A popular tradition is the fest noz -- best described as a Breton céilí.
Large-scale Celtic festivals are held in the summer in towns around the region.
The biggest of these is the Lorient's Festival Inter-Celtique, while Quimper
hosts the Festival de Cornouaille, one of the oldest. There are also numerous
rock and pop festivals; the biggest in Brittany (and indeed all France) is the
Festival des Vieilles Charrues (held in late July in Carhaix, Finistère). Others
include the Route du Rock (mid-August, Saint-Malo) and the Transmusicales, held
in Rennes in early December. Every four years, the city of Brest is the venue
for a giant contest of Vieux Gréements (Old Ships), which brings together some
of the world's finest wooden sailing ships.
Inspired by the Scottish pipe band tradition, an analogous movement was founded
in Brittany in the early second half of the 20th century, and the bagadoù (pipe
bands) with their bagpipes (known as binious), bombardes, and drums are today a
common phenomenon at festivals and public occasions.
Also to be seen at festivals are the traditional coiffes -- elaborate lace
headresses worn by women. The traditional costume is most often black and white,
which is one of the reasons for the choice of colours for the Breton flag (known
as the gwenn ha du the "white and black").
The 19th-century Pont-Aven school of Post-impressionist painting included Paul
Gauguin.
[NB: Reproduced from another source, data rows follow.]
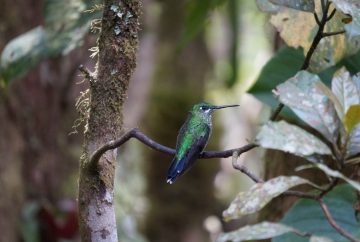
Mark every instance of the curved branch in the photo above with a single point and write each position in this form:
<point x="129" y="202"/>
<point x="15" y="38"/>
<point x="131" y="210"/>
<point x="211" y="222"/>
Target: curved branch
<point x="136" y="133"/>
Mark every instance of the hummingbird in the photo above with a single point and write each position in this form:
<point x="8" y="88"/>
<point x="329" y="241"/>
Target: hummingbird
<point x="192" y="138"/>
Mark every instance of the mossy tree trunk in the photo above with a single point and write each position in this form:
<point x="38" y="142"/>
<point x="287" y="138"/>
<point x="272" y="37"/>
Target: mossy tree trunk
<point x="117" y="44"/>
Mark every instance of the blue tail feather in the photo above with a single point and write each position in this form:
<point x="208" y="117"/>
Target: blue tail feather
<point x="175" y="170"/>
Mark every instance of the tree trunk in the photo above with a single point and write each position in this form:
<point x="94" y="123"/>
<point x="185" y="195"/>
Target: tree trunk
<point x="117" y="44"/>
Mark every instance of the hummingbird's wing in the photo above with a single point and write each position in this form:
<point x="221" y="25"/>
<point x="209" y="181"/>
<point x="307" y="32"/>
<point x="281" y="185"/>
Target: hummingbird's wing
<point x="189" y="146"/>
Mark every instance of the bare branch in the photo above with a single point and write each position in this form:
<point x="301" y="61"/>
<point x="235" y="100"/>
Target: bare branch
<point x="327" y="34"/>
<point x="331" y="15"/>
<point x="334" y="224"/>
<point x="317" y="18"/>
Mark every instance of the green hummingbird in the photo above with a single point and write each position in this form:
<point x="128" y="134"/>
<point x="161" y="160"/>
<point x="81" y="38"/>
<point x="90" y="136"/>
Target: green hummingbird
<point x="192" y="139"/>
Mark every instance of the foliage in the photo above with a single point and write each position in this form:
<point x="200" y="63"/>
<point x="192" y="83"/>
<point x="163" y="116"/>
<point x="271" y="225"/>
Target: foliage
<point x="340" y="202"/>
<point x="332" y="113"/>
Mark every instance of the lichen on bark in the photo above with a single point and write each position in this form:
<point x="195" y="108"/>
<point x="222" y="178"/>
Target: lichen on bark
<point x="117" y="43"/>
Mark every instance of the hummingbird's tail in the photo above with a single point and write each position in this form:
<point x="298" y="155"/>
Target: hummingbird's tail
<point x="176" y="168"/>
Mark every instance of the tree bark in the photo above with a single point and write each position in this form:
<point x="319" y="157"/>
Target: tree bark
<point x="117" y="44"/>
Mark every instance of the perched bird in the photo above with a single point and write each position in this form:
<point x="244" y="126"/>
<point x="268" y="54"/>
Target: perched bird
<point x="192" y="138"/>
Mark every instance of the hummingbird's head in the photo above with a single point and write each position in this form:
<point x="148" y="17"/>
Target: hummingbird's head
<point x="207" y="108"/>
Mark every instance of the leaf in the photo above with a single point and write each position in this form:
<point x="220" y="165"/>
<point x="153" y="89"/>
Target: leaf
<point x="64" y="28"/>
<point x="352" y="117"/>
<point x="266" y="6"/>
<point x="353" y="147"/>
<point x="274" y="73"/>
<point x="337" y="174"/>
<point x="338" y="106"/>
<point x="259" y="195"/>
<point x="315" y="238"/>
<point x="290" y="138"/>
<point x="351" y="7"/>
<point x="306" y="215"/>
<point x="303" y="5"/>
<point x="345" y="89"/>
<point x="264" y="230"/>
<point x="196" y="18"/>
<point x="301" y="94"/>
<point x="22" y="54"/>
<point x="329" y="51"/>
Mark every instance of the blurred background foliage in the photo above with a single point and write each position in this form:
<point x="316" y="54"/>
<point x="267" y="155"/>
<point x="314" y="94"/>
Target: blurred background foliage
<point x="214" y="50"/>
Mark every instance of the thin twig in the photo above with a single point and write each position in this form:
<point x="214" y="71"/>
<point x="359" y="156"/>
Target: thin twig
<point x="331" y="15"/>
<point x="327" y="34"/>
<point x="334" y="224"/>
<point x="136" y="133"/>
<point x="317" y="18"/>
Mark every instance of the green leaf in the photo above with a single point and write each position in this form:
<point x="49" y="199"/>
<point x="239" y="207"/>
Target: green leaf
<point x="306" y="215"/>
<point x="345" y="89"/>
<point x="353" y="146"/>
<point x="274" y="73"/>
<point x="302" y="95"/>
<point x="303" y="5"/>
<point x="329" y="51"/>
<point x="197" y="17"/>
<point x="64" y="28"/>
<point x="264" y="230"/>
<point x="259" y="195"/>
<point x="337" y="174"/>
<point x="351" y="7"/>
<point x="290" y="138"/>
<point x="266" y="6"/>
<point x="352" y="117"/>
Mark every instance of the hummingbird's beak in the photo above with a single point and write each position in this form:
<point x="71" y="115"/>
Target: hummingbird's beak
<point x="224" y="106"/>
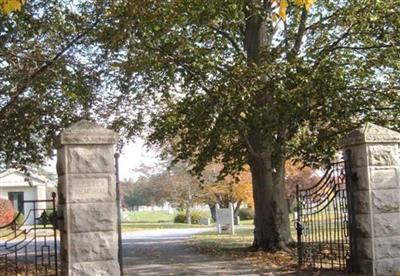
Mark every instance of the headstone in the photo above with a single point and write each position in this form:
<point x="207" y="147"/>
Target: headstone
<point x="237" y="220"/>
<point x="204" y="221"/>
<point x="376" y="165"/>
<point x="225" y="219"/>
<point x="87" y="200"/>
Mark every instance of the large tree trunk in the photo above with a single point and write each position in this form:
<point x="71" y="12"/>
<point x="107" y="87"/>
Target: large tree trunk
<point x="271" y="219"/>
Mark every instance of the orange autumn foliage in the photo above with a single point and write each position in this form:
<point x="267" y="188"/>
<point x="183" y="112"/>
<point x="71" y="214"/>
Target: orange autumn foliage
<point x="6" y="212"/>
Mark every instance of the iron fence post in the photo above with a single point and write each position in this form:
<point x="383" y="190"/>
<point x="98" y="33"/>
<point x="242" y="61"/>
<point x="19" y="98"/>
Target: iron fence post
<point x="352" y="218"/>
<point x="118" y="197"/>
<point x="299" y="228"/>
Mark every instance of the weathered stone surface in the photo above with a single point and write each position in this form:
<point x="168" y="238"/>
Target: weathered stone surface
<point x="80" y="188"/>
<point x="386" y="201"/>
<point x="358" y="156"/>
<point x="93" y="246"/>
<point x="92" y="217"/>
<point x="366" y="267"/>
<point x="361" y="202"/>
<point x="387" y="247"/>
<point x="90" y="159"/>
<point x="385" y="178"/>
<point x="388" y="267"/>
<point x="104" y="268"/>
<point x="61" y="161"/>
<point x="87" y="200"/>
<point x="362" y="181"/>
<point x="85" y="132"/>
<point x="371" y="133"/>
<point x="363" y="226"/>
<point x="382" y="155"/>
<point x="387" y="224"/>
<point x="364" y="248"/>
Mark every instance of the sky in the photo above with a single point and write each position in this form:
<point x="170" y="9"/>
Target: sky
<point x="134" y="156"/>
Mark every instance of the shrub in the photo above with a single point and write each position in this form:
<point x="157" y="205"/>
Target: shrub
<point x="246" y="214"/>
<point x="195" y="215"/>
<point x="6" y="212"/>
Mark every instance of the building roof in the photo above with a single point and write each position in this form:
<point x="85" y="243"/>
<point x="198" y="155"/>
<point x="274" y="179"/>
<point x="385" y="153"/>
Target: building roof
<point x="13" y="177"/>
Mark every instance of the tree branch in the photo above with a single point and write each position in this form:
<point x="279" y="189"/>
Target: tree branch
<point x="19" y="90"/>
<point x="234" y="43"/>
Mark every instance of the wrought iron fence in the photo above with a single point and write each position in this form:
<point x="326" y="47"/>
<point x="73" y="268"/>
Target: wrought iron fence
<point x="323" y="221"/>
<point x="29" y="247"/>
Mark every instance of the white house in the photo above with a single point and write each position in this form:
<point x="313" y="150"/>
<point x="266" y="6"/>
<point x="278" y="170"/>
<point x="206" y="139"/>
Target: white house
<point x="19" y="187"/>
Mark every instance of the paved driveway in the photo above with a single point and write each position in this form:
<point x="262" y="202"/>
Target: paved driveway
<point x="164" y="252"/>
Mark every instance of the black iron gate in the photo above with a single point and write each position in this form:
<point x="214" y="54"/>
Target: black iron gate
<point x="324" y="223"/>
<point x="28" y="245"/>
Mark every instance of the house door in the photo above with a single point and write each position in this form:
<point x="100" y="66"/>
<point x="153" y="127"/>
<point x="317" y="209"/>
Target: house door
<point x="17" y="200"/>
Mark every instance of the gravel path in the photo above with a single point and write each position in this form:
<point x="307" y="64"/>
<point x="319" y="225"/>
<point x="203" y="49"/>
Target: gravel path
<point x="164" y="252"/>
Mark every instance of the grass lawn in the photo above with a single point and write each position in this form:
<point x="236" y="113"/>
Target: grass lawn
<point x="138" y="226"/>
<point x="142" y="220"/>
<point x="147" y="216"/>
<point x="238" y="247"/>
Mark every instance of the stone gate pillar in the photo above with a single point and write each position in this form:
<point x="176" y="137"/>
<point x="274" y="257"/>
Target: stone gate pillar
<point x="87" y="200"/>
<point x="376" y="185"/>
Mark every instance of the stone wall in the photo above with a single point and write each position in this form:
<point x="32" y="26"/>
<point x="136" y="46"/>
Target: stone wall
<point x="87" y="201"/>
<point x="376" y="166"/>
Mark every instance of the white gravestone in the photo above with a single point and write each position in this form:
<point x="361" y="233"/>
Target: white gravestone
<point x="225" y="219"/>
The Surrealist Yves Tanguy was a Breton.
Breton folklore includes the legend of King Arthur, the legend of Ys, sprites
called korrigans, and Ankou -- the traditional figure of death whose job it is
to collect the souls of freshly dead people in his cart.
There is a well established Inter-Celtic cultural and musical link, and Brittany
is also represented in the Celtic Congress. The Bretons have their own Gorsedd,
and regularly attend the national Gorseddau of Cornwall and Wales. A popular
pan-Celtic festival is held in Lorient.
The bigouden is a Breton head-dress, which can reach to as high as 4 feet tall!